Alterações Climáticas e os novos desafios ao registo geográfico

Questionada sobre as alterações climáticas e o potencial desafio ao registo geográfico, a investigadora admite que existe a possibilidade de os glaciares, em grande escala, puderem mudar o terreno devido ao degelo e à consequente subida da água do oceano.

“Neste caso, estávamos a utilizar principalmente a superfície geológica real para nos ajudar a fazer o registo geográfico das imagens e, por isso, embora o nosso processo seja bastante insensível ao derretimento do gelo, consigo imaginar cenários em que o degelo em grande escala dos glaciares ou de outras características desta região poderia alterar o terreno de uma forma que nos obrigaria a actualizar constantemente o modelo digital de elevação que estávamos a utilizar para um determinado local”, acrescenta Lynch.

Outros estudos sugerem que o degelo na Antárctida Ocidental pode ser “inevitável” ao longo deste século. Mesmo que as metas de redução dos gases de efeito estufa fossem cumpridas, e considerando todas as variáveis e cenários optimistas, os cientistas acreditam que o ritmo de degelo na região já poderá estar irremediavelmente comprometido.

Porém, esta ameaça não implica que os esforços em reverter os impactos das alterações climáticas tenham de ser abandonados ou esquecidos. Muito pelo contrário, ainda existem outros efeitos que podem ser mitigados ou controlados como as ondas de calor, as tempestades e outros fenómenos climáticos extremos.

Qual é o próximo passo?

Heather J. Lynch garante ao PÚBLICO que este é um projecto em curso e que actualmente o foco dos investigadores é “automatizar o processo da interpretação das imagens satélite Landsat para rastrear a abundância dos pinguins-de-adélia em toda a Antárctida”. Ainda existem alguns desafios significativos como o “alinhamento das imagens de satélite ao longo do tempo”, mas a investigadora está confiante nos novos meios que dispõe actualmente.

“Dispomos agora de um conjunto de dados de todas as imagens de satélite Landsat alguma vez recolhidas sobre as colónias de pinguins da Antárctida e alinhámos essas imagens de modo a podermos seguir cada píxel de uma imagem ao longo do tempo para ver como as populações de pinguins (na verdade, a área da colónia) mudaram desde 1979”, explica a investigadora.

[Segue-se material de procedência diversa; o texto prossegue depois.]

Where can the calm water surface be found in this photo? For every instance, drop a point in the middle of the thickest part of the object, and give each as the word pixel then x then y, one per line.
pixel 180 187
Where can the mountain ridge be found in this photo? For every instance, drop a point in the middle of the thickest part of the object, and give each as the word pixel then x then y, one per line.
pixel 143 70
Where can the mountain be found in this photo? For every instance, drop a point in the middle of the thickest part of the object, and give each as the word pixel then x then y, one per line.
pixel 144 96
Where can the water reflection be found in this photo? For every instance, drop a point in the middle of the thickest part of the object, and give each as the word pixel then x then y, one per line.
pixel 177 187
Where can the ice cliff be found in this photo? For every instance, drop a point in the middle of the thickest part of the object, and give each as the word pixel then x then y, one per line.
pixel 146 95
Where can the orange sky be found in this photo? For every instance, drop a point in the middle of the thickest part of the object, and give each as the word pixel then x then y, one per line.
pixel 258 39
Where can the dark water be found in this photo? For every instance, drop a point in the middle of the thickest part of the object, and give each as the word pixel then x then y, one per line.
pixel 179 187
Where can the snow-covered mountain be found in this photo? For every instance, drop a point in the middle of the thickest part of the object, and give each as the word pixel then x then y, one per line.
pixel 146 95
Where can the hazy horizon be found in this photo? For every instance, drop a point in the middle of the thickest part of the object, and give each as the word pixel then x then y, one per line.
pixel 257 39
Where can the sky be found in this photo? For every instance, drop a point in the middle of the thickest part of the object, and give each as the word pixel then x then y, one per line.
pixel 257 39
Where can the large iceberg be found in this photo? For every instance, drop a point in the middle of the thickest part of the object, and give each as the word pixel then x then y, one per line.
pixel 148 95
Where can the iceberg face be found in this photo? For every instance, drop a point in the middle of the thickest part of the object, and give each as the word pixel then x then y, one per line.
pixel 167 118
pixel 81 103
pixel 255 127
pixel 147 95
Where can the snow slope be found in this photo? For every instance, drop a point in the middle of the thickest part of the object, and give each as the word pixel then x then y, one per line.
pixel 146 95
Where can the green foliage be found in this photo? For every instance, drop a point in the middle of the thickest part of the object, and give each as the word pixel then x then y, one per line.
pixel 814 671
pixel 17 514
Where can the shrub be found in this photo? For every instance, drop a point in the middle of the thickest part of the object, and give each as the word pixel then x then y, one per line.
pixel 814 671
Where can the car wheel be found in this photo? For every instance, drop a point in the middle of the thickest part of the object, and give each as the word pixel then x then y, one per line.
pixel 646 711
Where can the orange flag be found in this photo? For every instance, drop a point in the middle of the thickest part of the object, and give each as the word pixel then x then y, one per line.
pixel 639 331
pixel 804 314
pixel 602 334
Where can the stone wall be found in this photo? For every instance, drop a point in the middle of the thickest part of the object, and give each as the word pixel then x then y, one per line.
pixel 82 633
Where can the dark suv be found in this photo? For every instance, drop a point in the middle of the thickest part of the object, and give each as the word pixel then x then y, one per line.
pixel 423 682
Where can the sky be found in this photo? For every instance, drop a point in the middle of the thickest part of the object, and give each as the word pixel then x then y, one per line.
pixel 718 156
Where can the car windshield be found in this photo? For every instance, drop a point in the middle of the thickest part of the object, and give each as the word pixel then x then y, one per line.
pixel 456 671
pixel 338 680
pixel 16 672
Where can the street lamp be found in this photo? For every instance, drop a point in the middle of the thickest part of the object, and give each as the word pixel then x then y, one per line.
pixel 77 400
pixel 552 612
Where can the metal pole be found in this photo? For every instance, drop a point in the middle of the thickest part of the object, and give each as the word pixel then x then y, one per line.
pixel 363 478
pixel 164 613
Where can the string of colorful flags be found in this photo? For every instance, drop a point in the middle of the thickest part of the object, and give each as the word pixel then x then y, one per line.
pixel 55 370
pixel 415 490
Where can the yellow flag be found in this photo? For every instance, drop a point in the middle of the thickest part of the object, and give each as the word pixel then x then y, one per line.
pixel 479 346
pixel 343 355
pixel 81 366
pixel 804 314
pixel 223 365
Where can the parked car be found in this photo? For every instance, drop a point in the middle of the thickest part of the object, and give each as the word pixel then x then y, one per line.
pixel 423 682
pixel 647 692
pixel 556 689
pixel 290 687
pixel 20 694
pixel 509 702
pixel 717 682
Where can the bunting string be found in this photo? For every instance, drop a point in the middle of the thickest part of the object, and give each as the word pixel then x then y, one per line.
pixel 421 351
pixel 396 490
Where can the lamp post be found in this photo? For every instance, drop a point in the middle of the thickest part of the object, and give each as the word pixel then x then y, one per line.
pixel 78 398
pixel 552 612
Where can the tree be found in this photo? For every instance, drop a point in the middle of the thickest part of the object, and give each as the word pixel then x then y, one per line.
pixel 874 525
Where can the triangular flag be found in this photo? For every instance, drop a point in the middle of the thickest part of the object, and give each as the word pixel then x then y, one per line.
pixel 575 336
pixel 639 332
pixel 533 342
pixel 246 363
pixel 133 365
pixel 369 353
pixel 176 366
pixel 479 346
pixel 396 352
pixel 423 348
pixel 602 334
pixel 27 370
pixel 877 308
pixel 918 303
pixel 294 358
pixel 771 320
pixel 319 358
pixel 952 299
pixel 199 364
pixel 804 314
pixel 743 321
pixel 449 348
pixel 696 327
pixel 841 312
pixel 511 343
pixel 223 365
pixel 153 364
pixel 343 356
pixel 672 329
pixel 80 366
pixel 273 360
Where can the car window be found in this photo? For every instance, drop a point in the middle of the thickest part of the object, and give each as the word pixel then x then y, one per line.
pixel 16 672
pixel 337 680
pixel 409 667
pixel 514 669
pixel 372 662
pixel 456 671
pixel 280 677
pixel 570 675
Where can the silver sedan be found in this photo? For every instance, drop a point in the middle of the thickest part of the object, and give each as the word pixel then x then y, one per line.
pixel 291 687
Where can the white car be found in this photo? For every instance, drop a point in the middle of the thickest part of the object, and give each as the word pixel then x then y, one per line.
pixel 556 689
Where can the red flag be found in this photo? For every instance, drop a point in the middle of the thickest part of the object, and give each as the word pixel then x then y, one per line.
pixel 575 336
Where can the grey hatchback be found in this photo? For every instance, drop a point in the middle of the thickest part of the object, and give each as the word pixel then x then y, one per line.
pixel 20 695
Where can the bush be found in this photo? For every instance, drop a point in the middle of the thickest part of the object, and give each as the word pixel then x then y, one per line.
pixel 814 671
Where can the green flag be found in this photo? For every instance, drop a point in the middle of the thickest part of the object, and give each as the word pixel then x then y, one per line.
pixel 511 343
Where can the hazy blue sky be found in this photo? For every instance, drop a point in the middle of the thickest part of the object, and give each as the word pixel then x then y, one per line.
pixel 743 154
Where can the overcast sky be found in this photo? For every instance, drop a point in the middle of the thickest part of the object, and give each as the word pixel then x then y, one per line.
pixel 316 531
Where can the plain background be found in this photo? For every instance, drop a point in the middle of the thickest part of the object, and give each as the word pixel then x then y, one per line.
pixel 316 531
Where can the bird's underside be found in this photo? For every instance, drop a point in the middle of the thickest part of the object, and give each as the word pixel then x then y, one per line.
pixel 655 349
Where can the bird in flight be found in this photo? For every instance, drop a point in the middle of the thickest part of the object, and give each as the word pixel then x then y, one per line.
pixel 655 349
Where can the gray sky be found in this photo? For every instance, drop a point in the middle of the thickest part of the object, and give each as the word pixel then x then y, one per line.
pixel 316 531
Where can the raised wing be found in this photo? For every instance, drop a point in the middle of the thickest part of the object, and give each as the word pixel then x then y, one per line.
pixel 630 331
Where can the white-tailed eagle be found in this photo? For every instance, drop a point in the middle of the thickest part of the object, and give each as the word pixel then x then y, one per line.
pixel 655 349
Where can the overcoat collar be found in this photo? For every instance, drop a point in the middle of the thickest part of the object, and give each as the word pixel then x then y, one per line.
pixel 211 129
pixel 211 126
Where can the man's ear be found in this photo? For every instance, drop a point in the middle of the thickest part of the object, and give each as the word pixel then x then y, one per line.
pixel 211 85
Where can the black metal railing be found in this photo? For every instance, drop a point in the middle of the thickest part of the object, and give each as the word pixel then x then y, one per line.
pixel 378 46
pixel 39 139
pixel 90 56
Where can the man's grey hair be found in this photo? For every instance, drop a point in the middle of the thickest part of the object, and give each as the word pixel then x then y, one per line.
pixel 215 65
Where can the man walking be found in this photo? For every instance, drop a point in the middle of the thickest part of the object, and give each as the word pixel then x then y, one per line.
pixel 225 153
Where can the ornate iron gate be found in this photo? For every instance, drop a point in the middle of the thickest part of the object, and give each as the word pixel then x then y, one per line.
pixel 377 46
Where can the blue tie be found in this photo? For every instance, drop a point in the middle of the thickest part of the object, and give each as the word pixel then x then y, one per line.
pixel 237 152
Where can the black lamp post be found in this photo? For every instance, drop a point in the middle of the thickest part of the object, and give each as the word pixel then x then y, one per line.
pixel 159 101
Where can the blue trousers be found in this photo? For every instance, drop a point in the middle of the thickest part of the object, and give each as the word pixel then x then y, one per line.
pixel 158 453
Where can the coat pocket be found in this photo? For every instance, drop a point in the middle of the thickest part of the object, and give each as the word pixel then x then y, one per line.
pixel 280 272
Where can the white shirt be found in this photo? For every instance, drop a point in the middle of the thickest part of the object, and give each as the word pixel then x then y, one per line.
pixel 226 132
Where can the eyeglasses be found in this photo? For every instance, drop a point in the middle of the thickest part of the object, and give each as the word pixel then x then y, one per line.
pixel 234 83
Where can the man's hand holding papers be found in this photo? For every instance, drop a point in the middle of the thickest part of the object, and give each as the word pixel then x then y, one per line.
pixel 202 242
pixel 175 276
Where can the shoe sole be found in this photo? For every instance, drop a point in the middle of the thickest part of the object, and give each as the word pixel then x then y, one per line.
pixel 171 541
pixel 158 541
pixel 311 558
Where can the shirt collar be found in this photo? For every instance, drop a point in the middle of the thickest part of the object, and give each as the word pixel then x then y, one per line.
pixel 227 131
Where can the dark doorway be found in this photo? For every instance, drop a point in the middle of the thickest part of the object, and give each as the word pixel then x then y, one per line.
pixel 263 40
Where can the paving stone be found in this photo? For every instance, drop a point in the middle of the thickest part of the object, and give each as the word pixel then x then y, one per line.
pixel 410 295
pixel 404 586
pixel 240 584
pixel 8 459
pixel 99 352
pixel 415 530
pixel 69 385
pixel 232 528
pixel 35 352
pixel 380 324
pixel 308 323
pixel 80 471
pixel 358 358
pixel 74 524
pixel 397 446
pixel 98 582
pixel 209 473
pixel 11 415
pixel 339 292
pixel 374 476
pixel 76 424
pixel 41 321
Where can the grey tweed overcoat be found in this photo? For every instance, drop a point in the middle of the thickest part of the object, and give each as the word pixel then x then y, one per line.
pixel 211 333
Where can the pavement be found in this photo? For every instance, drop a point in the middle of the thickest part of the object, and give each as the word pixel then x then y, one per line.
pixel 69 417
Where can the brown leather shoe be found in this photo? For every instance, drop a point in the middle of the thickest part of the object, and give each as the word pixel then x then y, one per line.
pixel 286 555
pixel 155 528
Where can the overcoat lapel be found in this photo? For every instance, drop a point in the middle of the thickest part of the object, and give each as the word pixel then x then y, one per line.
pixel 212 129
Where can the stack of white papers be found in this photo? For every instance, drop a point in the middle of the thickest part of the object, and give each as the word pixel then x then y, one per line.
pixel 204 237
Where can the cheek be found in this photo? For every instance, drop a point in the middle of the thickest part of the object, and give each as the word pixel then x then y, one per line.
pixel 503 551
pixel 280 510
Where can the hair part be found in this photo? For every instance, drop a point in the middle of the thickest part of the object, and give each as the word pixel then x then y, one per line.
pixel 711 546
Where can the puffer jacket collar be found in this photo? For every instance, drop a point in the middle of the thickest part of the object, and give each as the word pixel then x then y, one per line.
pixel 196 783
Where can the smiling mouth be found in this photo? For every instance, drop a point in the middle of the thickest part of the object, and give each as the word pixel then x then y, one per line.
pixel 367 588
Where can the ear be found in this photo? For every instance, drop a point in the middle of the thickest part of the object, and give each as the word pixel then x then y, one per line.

Lynch não descarta as fotografias resultantes do ecoturismo como uma ferramenta essencial para melhorar e acelerar os processos de registo geográfico. “Tanto as fotografias terrestres como as imagens de satélite fornecem uma máquina do tempo que nos permite comparar o estado actual da Antárctida com épocas passadas, e estamos agora numa boa posição para utilizar tanto as fotografias como as imagens de satélite na nossa análise”, conclui.